The reopening of China’s economy will give global growth a hand, but it’s not quite a game changer, says Fitch Ratings.
In a new report, the rating agency said that a resurgent China does represent a positive for economic growth in the rest of the world — but that the effect will likely be less than in past years.
Given that China currently accounts for about 20% of global GDP, a stronger performance by its economy generally translates into higher global output too.
“However, the boost to the rest of the world will be more limited than in recent episodes of strong or rapidly accelerating Chinese growth,” Fitch said.
Among other things, it noted that China’s recovery will primarily be driven by increased private consumption, and it’s not expecting any major economic stimulus measures from Chinese authorities.
Absent greater fiscal stimulus, China’s recovery isn’t likely to spill over to increased demand for natural resources to build infrastructure and other construction, it said.

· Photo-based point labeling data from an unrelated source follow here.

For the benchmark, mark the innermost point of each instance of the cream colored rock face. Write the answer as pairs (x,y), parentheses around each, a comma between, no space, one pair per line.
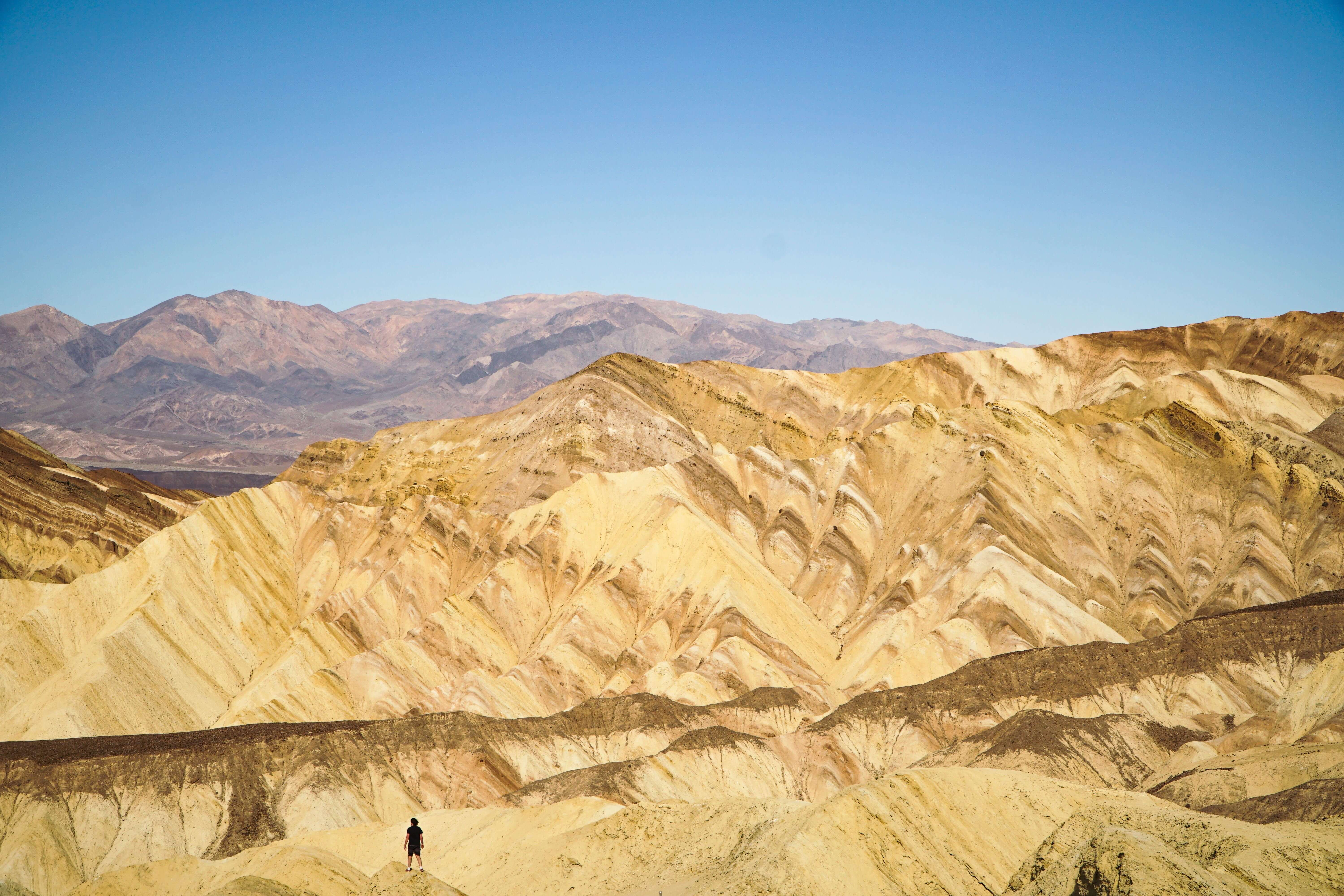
(956,832)
(870,541)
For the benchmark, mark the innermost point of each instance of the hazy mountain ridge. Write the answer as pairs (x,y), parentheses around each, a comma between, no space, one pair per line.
(240,382)
(1009,621)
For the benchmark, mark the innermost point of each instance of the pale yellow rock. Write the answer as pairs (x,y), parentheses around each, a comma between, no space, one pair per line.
(947,831)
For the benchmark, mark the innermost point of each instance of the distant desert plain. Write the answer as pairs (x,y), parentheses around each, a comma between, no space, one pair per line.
(623,597)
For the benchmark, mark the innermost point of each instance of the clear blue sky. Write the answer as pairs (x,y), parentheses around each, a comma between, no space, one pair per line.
(1005,171)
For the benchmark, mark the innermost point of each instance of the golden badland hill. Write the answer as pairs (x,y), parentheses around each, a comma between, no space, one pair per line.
(1021,620)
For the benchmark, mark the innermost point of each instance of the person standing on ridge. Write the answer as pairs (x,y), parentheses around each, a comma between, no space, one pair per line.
(415,842)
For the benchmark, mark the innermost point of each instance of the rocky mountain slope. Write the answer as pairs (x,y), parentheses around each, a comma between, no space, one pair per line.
(58,522)
(241,382)
(1010,621)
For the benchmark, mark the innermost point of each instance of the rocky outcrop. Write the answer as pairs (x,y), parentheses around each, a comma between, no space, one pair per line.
(58,522)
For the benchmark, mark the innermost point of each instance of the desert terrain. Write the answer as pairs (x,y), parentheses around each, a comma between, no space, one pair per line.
(1057,620)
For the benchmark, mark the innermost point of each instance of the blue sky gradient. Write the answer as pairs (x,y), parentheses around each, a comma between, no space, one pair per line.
(1002,171)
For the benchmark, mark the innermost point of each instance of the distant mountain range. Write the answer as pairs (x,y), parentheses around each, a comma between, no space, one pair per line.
(240,382)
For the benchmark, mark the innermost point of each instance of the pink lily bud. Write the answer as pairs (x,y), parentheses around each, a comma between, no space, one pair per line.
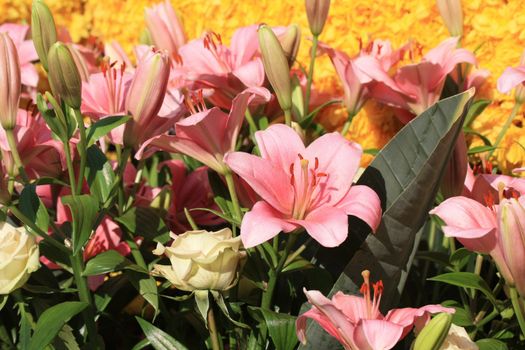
(276,66)
(317,12)
(452,15)
(10,82)
(64,77)
(165,27)
(147,92)
(511,221)
(43,30)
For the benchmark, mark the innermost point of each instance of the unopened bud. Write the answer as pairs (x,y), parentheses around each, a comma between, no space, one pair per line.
(276,66)
(317,12)
(63,74)
(290,42)
(10,82)
(452,15)
(433,335)
(43,30)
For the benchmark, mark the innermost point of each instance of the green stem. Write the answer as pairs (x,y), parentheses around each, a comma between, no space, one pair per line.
(214,334)
(29,223)
(237,214)
(313,56)
(273,275)
(347,124)
(517,309)
(16,156)
(84,295)
(70,168)
(82,149)
(505,127)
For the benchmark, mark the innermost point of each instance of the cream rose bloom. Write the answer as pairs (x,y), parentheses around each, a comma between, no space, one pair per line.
(458,339)
(201,260)
(18,257)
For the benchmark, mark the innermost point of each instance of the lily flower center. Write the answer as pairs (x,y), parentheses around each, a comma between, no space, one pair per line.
(304,184)
(113,77)
(372,302)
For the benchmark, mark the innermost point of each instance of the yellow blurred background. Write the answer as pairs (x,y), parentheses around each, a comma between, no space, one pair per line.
(494,29)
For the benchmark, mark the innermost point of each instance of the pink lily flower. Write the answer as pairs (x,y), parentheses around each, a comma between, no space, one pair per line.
(165,27)
(474,221)
(40,153)
(226,70)
(414,88)
(356,91)
(26,51)
(190,191)
(357,323)
(300,186)
(206,135)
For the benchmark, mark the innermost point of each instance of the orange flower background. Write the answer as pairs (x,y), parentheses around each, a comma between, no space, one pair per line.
(494,30)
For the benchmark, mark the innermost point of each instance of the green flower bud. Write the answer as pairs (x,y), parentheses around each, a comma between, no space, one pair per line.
(434,334)
(276,66)
(317,12)
(290,42)
(43,30)
(64,77)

“China’s zero Covid policy had not significantly restricted the global supply of manufactured goods, and stronger Chinese growth will be consumption-led, limiting the transmission to other major economies,” the report noted.
Instead, the biggest beneficiaries may be the economies that are most closely integrated with China’s consumer markets in terms of merchandise trade and tourism, Fitch said.
Additionally, the country’s bounceback likely won’t be as robust as previous episodes, it noted.
Earlier this month, Fitch raised its GDP forecast for China this year from 4.1% to 5.0%, based on its strong rebound after the country abandoned its “zero Covid” policy.
“We do not expect as strong a rebound as in 2021, when Chinese GDP grew by 8.4%, because tighter global monetary policy will weigh on demand for Chinese exports and we do not anticipate aggressive macro-policy easing in China,” it said.